You may want to read Nicolas Taleb. If only because he is himself trained in mathematics and statistics, but has a very skeptical attitude towards statistical and mathematical models of investing. Among the flaws he sees in mathematical theories of investing is what he calls the ludic fallacy: that the real world can be well modeled by simple mathematical games. An example of which is

One example given in the book is the following thought experiment. Two people are involved:

Dr.
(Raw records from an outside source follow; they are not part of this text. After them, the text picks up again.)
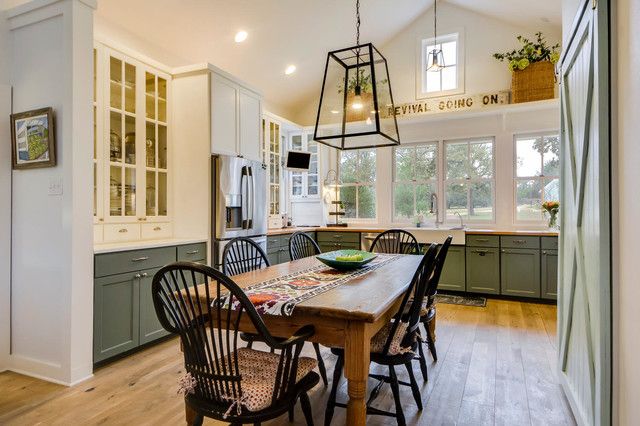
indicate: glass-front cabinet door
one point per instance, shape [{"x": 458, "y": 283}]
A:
[{"x": 131, "y": 145}]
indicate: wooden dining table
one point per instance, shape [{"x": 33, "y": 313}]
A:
[{"x": 347, "y": 316}]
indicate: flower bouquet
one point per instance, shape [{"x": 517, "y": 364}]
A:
[{"x": 552, "y": 207}]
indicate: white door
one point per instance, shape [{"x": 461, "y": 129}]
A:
[
  {"x": 5, "y": 224},
  {"x": 224, "y": 116},
  {"x": 584, "y": 302},
  {"x": 250, "y": 120}
]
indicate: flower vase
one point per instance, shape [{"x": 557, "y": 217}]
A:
[{"x": 553, "y": 219}]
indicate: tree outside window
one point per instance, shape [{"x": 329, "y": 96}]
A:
[
  {"x": 537, "y": 169},
  {"x": 358, "y": 176},
  {"x": 415, "y": 179},
  {"x": 469, "y": 182}
]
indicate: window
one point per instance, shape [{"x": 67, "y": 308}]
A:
[
  {"x": 358, "y": 176},
  {"x": 536, "y": 169},
  {"x": 274, "y": 159},
  {"x": 469, "y": 179},
  {"x": 414, "y": 180},
  {"x": 305, "y": 184},
  {"x": 450, "y": 79}
]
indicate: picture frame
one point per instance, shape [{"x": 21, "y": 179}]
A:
[{"x": 33, "y": 143}]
John who is regarded as a man of science and logical thinking

Fat Tony who is regarded as a man who lives by his wits

A third party asks them to "assume that a coin is fair, i.e., has an equal probability of coming up heads or tails when flipped. I flip it ninety-nine times and get heads each time. What are the odds of my getting tails on my next throw?"

Dr. John says that the odds are not affected by the previous outcomes so the odds must still be 50:50.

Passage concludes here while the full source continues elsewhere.